Japan’s growth, which was very strong until the 1990s, is now being reined in by ageing capital and a shrinking population. The country is addressing these issues and is banking on an increase in productivity to reignite growth. In this respect, it has significant headroom both as regards the digital transition and in terms of structural changes to the labour market.

After a dazzling economic catch-up in the post-war years, Japan has been experiencing low growth levels since the noughties – which distinguish it within the OECD – despite the efforts of successive governments to generate fresh momentum. Although it posted the highest GDP per capita growth in the G7 until the end of the 1990s, Japan, together with Italy, is the country in which growth has fallen the most on average since then (see Chart).

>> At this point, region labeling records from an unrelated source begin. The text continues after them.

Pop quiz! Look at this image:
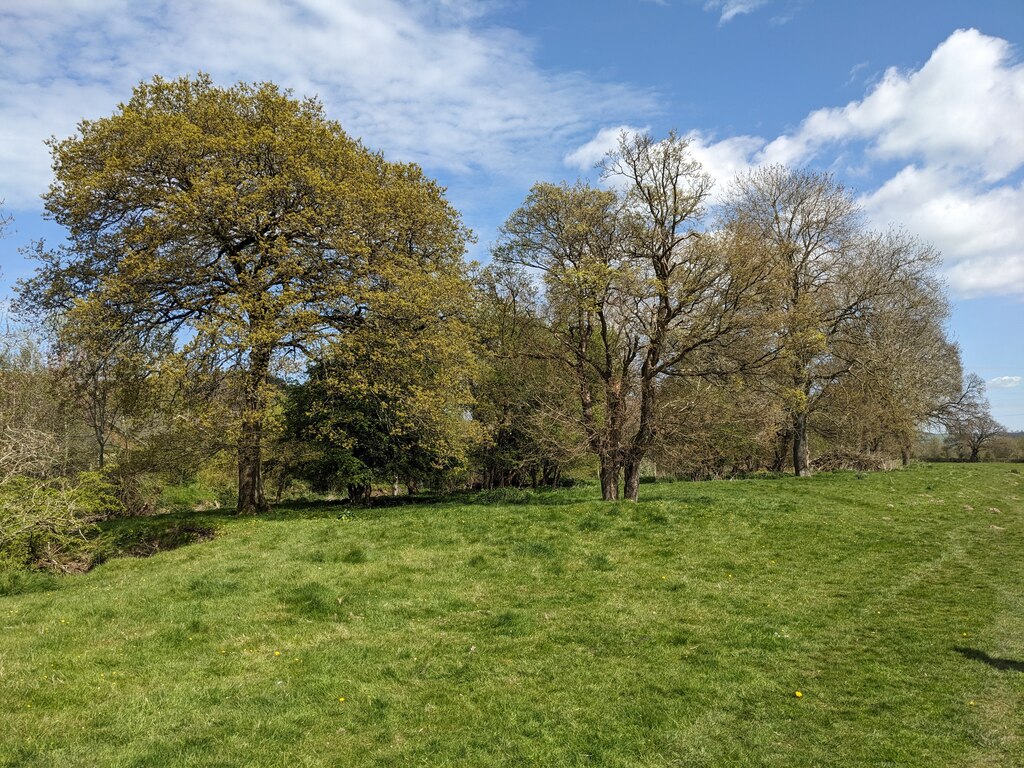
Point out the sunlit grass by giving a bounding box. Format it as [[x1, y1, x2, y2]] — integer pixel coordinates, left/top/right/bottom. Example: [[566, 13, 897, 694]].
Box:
[[0, 465, 1024, 767]]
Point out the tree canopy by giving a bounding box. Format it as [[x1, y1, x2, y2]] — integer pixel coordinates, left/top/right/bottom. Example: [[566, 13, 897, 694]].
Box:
[[19, 75, 467, 513]]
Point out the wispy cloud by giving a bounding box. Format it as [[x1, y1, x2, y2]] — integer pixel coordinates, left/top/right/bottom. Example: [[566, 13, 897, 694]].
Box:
[[0, 0, 653, 207], [703, 0, 768, 24], [988, 376, 1021, 389]]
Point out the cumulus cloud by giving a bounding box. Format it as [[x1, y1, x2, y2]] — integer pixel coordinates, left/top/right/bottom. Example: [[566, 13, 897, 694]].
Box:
[[988, 376, 1021, 389], [861, 166, 1024, 297], [569, 30, 1024, 297], [0, 0, 652, 207], [760, 30, 1024, 182]]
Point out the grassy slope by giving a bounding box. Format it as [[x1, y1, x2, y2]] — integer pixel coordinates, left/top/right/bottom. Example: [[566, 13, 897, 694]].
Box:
[[0, 465, 1024, 768]]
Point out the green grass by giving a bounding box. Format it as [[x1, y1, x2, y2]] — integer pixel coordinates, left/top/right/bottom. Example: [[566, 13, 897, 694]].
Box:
[[0, 465, 1024, 768]]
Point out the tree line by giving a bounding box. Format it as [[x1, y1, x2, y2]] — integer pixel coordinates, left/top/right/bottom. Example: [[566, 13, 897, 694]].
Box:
[[0, 75, 1000, 569]]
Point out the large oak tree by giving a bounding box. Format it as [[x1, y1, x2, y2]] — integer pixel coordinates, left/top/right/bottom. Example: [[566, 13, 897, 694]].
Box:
[[20, 75, 466, 513]]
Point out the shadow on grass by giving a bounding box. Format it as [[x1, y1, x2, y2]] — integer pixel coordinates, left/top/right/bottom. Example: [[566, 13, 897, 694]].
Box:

Initially buttressed by a rapid rise in capital stock, Japan’s growth has only been sustained by the workforce and total factor productivity since 2010, and this leverage is now weakening. The population is ageing and declining, and hourly labour productivity is growing meekly, especially in SMEs which are predominant in the manufacturing base and are less productive than large enterprises. Too much investment is earmarked to offset capital depreciation – a sign that this factor is poorly allocated. Potential growth, which stood at around 4.0% in 1990, is now estimated at less than 0.5%.

“Abenomics”, which were unveiled in 2013, aimed to expand the workforce and improve working conditions but they were only partly successful. Subsequent governments have focused on investments for the future to boost supply and lastingly lift productivity, through the digital transformation and the low-carbon transition initiated as from 2020, followed by the plan promoting a “new capitalism” which was introduced in 2021 and puts priority on entrepreneurship and vocational training.

Japanese growth will continue to be hampered by demographic trends and this calls for continued support for the employment of older workers, immigration and the birth rate by means of bold structural reforms. Japan also has headroom for improving the allocation of capital and the rollout of new technologies, a sector with strong growth potential.